После нескольких полётов богини в самое сердце пламени костёр пригасили, а груду раскалённых докрасна углей рассыпали по двору. Под взвивающийся спиралью барабанный ритм богиня начала яростный церемониальный танец на живом ковре пламенеющих углей — босиком.

Почти загипнотизированный сложным рисунком барабанного боя, я и сам впал в некий транс. Увы, не слишком глубокий: я стоял босиком, как и всё — ведь территория Тейама священна, — и случайно наступил на уголек, отлетевший в сторону под мощной поступью богини. Резкая боль ожога напомнила мне: всё это реально — нечеловеческая, неземная фигура, тяжело летящая над ковром горящих углей, ритм барабанов, ввинчивающийся в жаркое влажное небо над моей головой, тугие приливные волны тёмного пальмового моря.

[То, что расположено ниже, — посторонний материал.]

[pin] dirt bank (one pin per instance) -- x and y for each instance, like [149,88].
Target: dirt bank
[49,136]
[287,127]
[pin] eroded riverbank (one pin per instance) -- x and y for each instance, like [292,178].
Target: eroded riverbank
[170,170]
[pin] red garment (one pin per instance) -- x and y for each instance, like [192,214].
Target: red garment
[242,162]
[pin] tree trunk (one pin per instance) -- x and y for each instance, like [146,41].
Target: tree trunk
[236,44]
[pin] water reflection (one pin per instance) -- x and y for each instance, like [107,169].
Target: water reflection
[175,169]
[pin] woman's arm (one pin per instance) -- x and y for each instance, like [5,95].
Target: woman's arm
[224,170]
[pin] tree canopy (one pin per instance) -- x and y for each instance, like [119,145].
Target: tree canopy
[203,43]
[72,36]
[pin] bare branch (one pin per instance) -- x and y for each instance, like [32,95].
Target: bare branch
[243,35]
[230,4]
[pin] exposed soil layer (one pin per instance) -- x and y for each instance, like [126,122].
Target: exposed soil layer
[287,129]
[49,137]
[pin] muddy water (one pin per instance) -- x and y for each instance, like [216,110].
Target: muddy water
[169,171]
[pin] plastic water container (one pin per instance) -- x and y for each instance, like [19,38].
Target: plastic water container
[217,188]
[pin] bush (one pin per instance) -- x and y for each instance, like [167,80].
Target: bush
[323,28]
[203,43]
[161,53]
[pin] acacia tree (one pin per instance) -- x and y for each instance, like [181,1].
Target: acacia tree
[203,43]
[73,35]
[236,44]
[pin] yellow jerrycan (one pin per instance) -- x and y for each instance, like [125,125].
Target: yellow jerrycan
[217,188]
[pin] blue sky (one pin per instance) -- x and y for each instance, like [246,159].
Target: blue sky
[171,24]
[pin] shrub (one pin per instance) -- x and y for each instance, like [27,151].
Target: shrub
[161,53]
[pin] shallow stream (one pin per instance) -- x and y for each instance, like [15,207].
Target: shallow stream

Минут через десять всё было кончено: угли начали остывать, богиня подошла к хозяевам усадьбы, заказавшим эту церемонию — Агни Тейам, — и стала благословлять их, грозно каркая и стращая кого-то своим кривым мечом. Ещё один юноша уже готовился к выступлению.

Когда богиня сняла свой наряд и смыла замысловатый узор, худой молодой человек с высокомерным лицом интеллектуала-брамина появился на свет. Я подошел к нему с некоторым трепетом:

— Простите, пожалуйста, мое любопытство, но разве у Вас не обожжены ноги?? Разве Вы не чувствуете боли?

Молодой человек был почтителен, спокоен и дружелюбен:

— Нет, сэр. Когда богиня входит в меня, я ничего не чувствую.

— А можно спросить, где Вы этому научились?…

— У моего отца, сэр. А он — у своего.